Today’s bureaucrat-in-chief is Anthony Fauci, de facto spokesperson for the covid technocracy. By now, it should be painfully obvious to anyone with an ounce of objectivity that the good doctor, despite his degrees and telegenic, loveable nerd persona, has no idea what he’s talking about. As South Dakota Governor Kristi Noem (herself no slouch in the telegenic department) so succinctly put it, “Dr. Fauci is wrong a lot.”
But…but…but Fauci is a doctor, you say reverently. No, he used to be a doctor. Now he’s a just bureaucrat with a medical degree. And as such, he has become a master of doublespeak: You shouldn’t wear a mask, except that you must wear a mask, in fact you should probably wear two, although there’s no evidence that helps. Once everyone is vaccinated, things will all get back to normal, but unfortunately no one can go back to normal after being vaccinated. And so on.

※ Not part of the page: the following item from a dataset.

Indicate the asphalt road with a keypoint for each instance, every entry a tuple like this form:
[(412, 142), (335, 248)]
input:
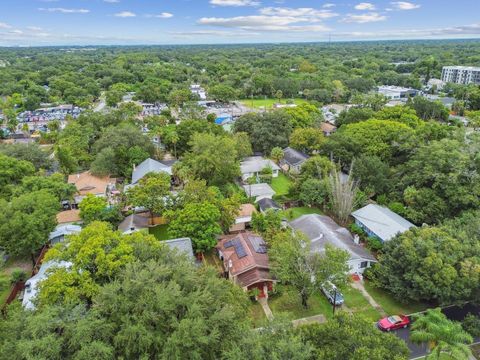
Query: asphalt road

Here’s a classic example from last summer: When asked byThe Chronicle of Higher Educationif colleges should prepare for “people getting sick and dying on…campuses this fall,” Fauci replied: “That is extremely unlikely, but there are always outliers that are not the rule but the exception. From what we’ve seen and our experience thus far with this disease, it is very unlikely that a young, healthy college student is going to get into serious trouble to the point of requiring intensive care and dying. But we’ve seen that. It has happened. It happens rarely, but it happens.”
See what he did there? He gave his answer in the first four words. The rest was standard bureaucratic doublespeak—essentially, butt-covering. (For the record, it didn’t happen.)
So what are we supposed to do when the technocrats in charge traffic almost exclusively in such gobbledygook? Maybe it’s time we fall back on that old standby of free, intelligent, responsible adults and start doing our research and making up our own minds.
Nah, that’ll never work. Unless it does. But it might not. Then again, it just might.